One of the reasons for high unemployment for those 50 and older is age discrimination in the workplace. Employers sometimes wrongly assume that these candidates lack necessary skills. Additionally, job seekers may be hesitant to adjust to a lower salary range or unable to do the work they did when they were younger. For example, at 65, you may no longer be deemed fit to work in construction or carpentry.
Candidates need to identify their transferable skills. Often, people don’t realize that the job they held in the past equipped them for work in a wide variety of industries.
Additionally, the recruitment and job search processes have changed dramatically, compounding the problem. Job seekers 50-plus, some of whom may not even have an email address, must learn to look for jobs and submit resumes online and, ideally, understand social media sites like Linkedin.
Older people are unemployed for longer than any other age group, but there are steps to take, and resources to utilize, to help you find work when you’re over 50.
“Applying for jobs and getting employment is a lot different than it was five years ago,” explains Jonathan Leslie, executive director of the Institute for Workforce Innovation. “People need to understand technology to expedite their job search. You cannot even apply for a job on paper anymore. For a significant amount of people, this is a barrier,” he says.

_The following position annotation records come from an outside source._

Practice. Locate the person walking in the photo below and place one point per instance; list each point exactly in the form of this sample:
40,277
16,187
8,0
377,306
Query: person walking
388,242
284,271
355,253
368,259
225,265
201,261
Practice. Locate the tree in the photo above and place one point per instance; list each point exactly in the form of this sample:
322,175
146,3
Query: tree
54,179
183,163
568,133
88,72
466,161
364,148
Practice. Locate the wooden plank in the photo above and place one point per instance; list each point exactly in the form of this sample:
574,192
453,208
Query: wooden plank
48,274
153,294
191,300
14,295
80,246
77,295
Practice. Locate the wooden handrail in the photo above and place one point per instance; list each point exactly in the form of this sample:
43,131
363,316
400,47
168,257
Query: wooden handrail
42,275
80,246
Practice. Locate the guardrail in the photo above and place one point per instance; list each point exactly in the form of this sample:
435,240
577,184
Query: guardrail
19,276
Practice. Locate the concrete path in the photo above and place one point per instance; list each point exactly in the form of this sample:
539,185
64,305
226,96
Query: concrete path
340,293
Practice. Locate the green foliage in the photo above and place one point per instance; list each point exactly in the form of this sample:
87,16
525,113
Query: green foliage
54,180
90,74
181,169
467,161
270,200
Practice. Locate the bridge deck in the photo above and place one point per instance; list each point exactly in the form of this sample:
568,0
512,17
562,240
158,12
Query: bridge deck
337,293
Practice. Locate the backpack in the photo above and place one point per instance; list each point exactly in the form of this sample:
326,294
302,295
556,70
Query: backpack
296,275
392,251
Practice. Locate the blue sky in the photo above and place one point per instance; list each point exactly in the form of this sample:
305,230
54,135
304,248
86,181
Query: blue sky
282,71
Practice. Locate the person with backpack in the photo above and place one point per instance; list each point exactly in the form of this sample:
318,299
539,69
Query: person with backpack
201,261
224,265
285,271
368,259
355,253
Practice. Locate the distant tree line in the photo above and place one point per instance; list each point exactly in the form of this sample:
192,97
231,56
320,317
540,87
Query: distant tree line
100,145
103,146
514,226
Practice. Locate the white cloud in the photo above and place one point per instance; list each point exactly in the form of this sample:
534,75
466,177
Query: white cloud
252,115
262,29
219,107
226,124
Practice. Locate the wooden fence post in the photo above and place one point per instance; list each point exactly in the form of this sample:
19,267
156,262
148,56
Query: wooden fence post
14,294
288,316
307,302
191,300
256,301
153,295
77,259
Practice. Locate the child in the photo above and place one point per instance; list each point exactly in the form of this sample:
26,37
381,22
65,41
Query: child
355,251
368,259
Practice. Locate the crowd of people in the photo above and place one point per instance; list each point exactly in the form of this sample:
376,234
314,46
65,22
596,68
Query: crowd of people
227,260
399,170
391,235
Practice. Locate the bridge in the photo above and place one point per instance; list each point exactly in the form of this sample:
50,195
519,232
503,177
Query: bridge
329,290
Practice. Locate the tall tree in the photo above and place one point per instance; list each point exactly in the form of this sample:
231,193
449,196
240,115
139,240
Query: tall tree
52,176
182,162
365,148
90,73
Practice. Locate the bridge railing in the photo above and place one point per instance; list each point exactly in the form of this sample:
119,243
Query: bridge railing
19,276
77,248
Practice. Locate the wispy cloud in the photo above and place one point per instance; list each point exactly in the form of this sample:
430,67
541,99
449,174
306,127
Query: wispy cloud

Leslie explains that every state has workforce development boards with career centers where people can get help with every step of the job search. “One of the first steps when assessing a new applicant is determining what he or she wants to do. Some people need to work full-time and have full benefits; others need to work part-time to offset unanticipated expenses. Narrowing down your goals and objectives is one of the first things we do.”
So perhaps you’re no longer physically able to work in construction. That doesn’t mean your leadership skills and ability to multi-task and work well on a team couldn’t benefit employers in a seemingly unrelated field. Candidates need to identify their transferable skills. Often, people don’t realize that the job they held in the past equipped them for work in a wide variety of industries.
“We look at what candidates have done over their lifetime, see what is transferable to today’s market, and teach them how to market that,” says Leslie.
Gone are the days of five-page C.V.s, detailing all of your work and attributes. “Potential employers want to see bullet points, not a laundry list,” says Leslie.
Career centers help 50-plus job seekers convey their skills succinctly and professionally.
These days, employers use a wider array of interview techniques, including personality assessments. Leslie references an episode of ABC’s The Middle to illustrate the issue: “The TV show character, a father, loses his job. His son shows him how to apply for a new job online. He gets to the interview and they ask, ‘What superhero would you want to be?’ He says, ‘I don’t know, I just want to work!'”
Candidates need to be prepared to answer these less orthodox questions, and to practice emphasizing their relevant skills in all of their responses.
Kristina Payne, workforce investment manager at Lane Workforce Partnership, a business-led forceful development program, prefers the term “skill upgrade” to job training. For example, you may be familiar with Microsoft Office, but there are always new versions and aspects to master. Taking a series of classes “demonstrates you are serious and willing to learn new things,” she explains. “The word ‘training’ can scare people.”
Together with GoodWill Industries and Lane Community College, Lane Workforce Partnership has launched the PLUS+ Program to train older, unemployed people for call center jobs in Lane County, Oregon, thanks in part to a grant from AARP Foundation. Participants partake in a free eight-week training program to prepare for the work. Those who successfully complete the classes are guaranteed an interview with one of the program’s partners, including Royal Caribbean International, which will hire 140 employees for their call center by the end of December.
Of course, the program not only benefits the potential employees but also the employers. The 50-plus age group has a lot to offer. “They tend to have a lot more dedication to their job and better attendance and attention to detail,” notes Leslie. “That means a lot to employers right now. It’s about being able to sell yourself, your skills and your dedication.”